Re: FW: Component Values Must Be Context Independent

Jonathan,

Yes, we should use consistent terminology.

There are 3 kinds of components:

1) The root Description component, which is in a category by itself
2) Top-level components: Interface, Binding, Service, Element Declaration, 
and Type Definition - these are contained in the Description component
3) Nested components: everything else - these all have a {parent} 
property.

When talking about component equivalence, we are really mainly interested 
in the Top-level components since we can get name collisions when we 
combine documents. Name collisions are impossible within a document by 
virtue of the schema. A document would be invalid if it had name conflicts 
and we wouldn't get past the XML infoset stage.

However, when we combine two or more documents, we need to avoid name 
conflicts. It's OK to have two Top-level components with the same name in 
two different documents as long as they are equivalent. That way we avoid 
the conflict. We need an efficient way to test for equivalence. We'd like 
to be able to decide if two components are equivalent just by examing 
their documents, not any other documents they might reference via import 
or include.

A property is a name-value pair. A component has a set of properties such 
that each property has a unique name.

Note that all components have some combination of property values that 
defines a key, i.e. in a valid component model instance, that combination 
of values uniquely identifies the component. For example, all the 
top-level components have QName keys, i.e. the {name} property. The spec 
does define this for every component although it doesn't explicitly call 
them keys. I gave a table of these in my orginal note. The keys are used 
in the XML infoset to refer to components. The keys are used in the 
component designators.

Two components are equivalent if and only if:
1) they have the same set of property names
2) for each of their property names, the corresponding values are 
equivalent.

So now we have boiled down the definition to that of value equivalence.

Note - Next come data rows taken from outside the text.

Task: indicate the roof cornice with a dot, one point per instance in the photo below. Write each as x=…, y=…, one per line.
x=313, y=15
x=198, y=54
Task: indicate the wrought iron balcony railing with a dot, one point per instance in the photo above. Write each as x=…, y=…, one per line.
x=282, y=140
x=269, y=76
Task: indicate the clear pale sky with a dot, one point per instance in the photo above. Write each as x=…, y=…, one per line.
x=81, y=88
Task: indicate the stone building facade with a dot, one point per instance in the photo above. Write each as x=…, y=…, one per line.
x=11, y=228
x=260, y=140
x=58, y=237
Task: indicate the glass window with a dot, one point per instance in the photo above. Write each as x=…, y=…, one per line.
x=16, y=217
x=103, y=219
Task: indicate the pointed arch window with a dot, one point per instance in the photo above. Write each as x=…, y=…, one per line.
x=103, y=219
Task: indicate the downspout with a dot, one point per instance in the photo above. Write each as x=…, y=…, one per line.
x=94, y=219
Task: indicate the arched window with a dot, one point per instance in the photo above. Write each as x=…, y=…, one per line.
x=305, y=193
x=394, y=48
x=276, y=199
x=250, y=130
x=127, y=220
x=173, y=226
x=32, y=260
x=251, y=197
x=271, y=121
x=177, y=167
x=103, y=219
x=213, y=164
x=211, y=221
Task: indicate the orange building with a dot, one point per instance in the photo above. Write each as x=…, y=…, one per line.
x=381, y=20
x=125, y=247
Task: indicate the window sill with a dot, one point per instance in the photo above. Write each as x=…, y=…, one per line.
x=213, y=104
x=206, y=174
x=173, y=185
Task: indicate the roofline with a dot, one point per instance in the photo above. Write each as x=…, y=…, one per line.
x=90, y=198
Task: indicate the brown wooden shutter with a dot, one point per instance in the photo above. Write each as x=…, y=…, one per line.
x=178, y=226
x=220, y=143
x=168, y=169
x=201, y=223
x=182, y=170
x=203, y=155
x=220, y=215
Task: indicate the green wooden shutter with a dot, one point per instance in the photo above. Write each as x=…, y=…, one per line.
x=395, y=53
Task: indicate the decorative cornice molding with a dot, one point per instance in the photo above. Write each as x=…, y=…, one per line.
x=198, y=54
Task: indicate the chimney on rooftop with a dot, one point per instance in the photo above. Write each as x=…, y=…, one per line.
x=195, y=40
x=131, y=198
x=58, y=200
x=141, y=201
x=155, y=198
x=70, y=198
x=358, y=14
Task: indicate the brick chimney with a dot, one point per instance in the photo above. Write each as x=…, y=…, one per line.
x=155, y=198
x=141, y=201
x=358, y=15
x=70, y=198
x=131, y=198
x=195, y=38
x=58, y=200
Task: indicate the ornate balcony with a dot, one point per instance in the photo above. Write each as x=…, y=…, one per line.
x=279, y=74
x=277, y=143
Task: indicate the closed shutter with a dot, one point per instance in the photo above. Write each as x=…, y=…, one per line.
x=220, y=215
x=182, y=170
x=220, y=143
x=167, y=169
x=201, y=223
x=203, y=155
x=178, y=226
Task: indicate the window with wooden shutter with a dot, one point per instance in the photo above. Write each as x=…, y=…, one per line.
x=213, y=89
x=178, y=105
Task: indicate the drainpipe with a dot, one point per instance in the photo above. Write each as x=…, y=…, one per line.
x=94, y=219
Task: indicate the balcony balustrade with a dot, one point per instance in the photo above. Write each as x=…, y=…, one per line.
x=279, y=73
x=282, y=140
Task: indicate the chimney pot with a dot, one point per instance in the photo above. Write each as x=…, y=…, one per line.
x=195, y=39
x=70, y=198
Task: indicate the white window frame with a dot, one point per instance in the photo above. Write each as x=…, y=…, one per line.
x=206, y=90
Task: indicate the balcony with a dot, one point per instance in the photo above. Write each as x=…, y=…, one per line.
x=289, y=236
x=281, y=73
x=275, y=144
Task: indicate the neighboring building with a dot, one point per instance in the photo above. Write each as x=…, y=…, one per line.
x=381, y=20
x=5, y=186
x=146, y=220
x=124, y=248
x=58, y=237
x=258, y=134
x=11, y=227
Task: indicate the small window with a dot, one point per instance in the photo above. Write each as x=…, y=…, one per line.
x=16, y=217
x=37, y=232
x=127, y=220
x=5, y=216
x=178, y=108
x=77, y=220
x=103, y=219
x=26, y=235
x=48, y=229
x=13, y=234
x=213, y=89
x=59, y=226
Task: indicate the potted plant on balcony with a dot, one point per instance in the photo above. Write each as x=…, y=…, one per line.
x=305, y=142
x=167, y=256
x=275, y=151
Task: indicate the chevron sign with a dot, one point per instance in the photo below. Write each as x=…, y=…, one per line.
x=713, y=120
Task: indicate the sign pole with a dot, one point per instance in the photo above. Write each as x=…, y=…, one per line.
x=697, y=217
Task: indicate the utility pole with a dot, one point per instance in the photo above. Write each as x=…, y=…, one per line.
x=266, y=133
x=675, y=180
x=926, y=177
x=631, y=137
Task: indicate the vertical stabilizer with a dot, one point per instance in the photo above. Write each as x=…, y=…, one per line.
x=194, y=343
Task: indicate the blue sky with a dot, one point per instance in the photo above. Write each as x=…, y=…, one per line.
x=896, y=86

There are two kinds of values:
1) Component values - single or optional components, sets or lists of 
components. In general we can regard these as collections of components by 
treating single components as singleton sets.
2) Non-component values - everything else. Let's call these scalar values. 
These are things like strings, tokens, uri's, etc. They are often XML 
simple types.

Two scalar values are equivalent if and only if they are equal.

That leaves the definition of equivalence for component values. Since 
these are collections, we first require that the collections are 
"isomorphic" i.e. that there is an invertible mapping from one to the 
other (which is just the natural correspondence for lists in the case of 
ordered collections). Further, we require that the mapping relates 
equivalent components where we define equivalence as follows:

There are two kinds of components:
1) child components - these are nested components whose {parent} property 
is equal to the component that contains the property under consideration
2) non-child components - all other components

Two non-child component values are equivalent if their keys are equal. 
This means we don't have to inspect the contents of other documents. 
Within a document, one component references another via its key, e.g. its 
QName.
Two child component values are equivalent if they are equivalent as 
components - this is the recursive step. But we always recurse down the 
parent-child tree so the definition is non-circular and it terninates.

I claim that this definition of equivalence agrees with the old definition 
when applied to the component model instance as a whole.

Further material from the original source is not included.